Crop Circles in Bray
I took the kids to Bray today - at least a small part of the reason being so I could see the famous crop circles.
I had wondered if it was actually real or a social media invention designed to draw outrage from sceptics like myself but no, there they were - these utterly impotent white circles potmarking the neat green in front of the sea as if, ironically, it was suffering from some kind of plague. Thankfully, the pointless little pods were deserted - visitors and locals giving them the kind of wide berth you’d afford a chalk outline at a murder scene. My kids briefly bucked the trend and used them as running circles, chasing each other around the diameter until someone got caught but we moved on quickly. It just didn’t feel like a place in which to have fun - like playing tag in a cemetery.
We got pancakes in a sea-front shop. I like these places because the staff are generally young and/or foreign and extremely unlikely to comment on my lack of a mask. As I went to leave, a man (a very tall man - that surely doesn’t matter but it felt like it did at the time) went to enter the shop but stopped suddenly at the entrance as if he had run into an invisible force-field. His nervous face scanned the premises before asking,
“Do I have to wear a mask?”
“Yes,” was the predictable reply from the pancake-maker.

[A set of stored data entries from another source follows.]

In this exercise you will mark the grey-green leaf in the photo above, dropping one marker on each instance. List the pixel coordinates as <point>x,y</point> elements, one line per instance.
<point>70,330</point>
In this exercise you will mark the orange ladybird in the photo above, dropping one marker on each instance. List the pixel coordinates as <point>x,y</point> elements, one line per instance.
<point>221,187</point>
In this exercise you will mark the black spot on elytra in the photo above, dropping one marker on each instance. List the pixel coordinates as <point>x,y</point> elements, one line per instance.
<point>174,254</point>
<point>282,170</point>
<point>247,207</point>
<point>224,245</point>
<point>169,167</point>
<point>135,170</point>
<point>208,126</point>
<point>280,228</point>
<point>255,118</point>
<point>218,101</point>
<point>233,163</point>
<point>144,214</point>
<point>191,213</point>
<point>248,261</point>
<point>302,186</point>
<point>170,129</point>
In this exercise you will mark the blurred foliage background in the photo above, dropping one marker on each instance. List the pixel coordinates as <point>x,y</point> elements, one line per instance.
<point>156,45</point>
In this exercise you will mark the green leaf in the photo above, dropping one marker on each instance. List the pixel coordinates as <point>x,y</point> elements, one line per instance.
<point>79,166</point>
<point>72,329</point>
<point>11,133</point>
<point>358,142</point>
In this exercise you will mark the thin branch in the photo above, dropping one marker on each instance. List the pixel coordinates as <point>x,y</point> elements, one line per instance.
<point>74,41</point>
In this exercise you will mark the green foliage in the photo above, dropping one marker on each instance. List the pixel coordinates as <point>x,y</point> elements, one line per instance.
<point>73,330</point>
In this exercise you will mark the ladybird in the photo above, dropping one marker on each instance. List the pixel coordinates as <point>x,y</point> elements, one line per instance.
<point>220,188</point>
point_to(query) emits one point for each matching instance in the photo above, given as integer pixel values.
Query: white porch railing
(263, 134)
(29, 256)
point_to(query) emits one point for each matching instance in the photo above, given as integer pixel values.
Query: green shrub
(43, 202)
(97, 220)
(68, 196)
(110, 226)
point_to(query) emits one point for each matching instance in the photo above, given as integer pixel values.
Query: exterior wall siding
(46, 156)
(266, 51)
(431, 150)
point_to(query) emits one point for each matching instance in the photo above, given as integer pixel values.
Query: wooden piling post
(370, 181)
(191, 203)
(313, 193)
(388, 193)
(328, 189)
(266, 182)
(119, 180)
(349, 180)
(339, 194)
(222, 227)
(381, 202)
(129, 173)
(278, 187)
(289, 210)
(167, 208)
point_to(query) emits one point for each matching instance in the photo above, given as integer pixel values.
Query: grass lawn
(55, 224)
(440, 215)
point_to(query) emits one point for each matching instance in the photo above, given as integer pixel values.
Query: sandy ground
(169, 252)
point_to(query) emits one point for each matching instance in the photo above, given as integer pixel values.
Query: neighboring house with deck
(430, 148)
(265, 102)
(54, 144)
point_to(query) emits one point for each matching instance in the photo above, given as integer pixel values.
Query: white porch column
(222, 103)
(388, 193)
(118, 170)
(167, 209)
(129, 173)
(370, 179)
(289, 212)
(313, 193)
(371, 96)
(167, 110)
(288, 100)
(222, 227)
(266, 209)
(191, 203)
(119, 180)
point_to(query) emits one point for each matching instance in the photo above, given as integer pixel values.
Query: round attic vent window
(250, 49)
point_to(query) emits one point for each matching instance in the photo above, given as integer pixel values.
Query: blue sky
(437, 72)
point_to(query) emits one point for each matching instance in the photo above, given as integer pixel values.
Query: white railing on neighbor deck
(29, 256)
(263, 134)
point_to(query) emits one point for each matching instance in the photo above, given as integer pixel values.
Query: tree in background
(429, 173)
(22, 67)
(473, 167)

[It should be noted that if you ever have to ask whether or not you need to wear a mask in any given situation, the answer inevitably will be “Yes!” What kind of reckless lunatic is ever going to answer that question with a “no”. (Note: Whoever, he or she is, I want to meet them.)]
But why did he ask? I was the only other customer in the shop and I obviously wasn’t wearing one. Clearly, you didn’t have to wear a mask in any kind of practical sense. And why did he look so afraid? Whatever the answer to these questions, he slunk away quickly - either to go hungry or to find something with which to cover his face.
I think it was the instinctual, automatic response he displayed that got to me. When he tried to enter the shop he really did hit a force-field, not an imaginary one but a real one formed from a year of fear and conditioning. I don’t know how long it will take to shake this off or if it will happen at all. For now, anyway, this is what it has reduced us to - nervous, scared, compliant beings, no more than reminiscent of real people.
After eating the pancakes we went down to the water. The wind was swirling and waves crashed into an outcrop of rocks and sprayed us with water. It was really pleasant.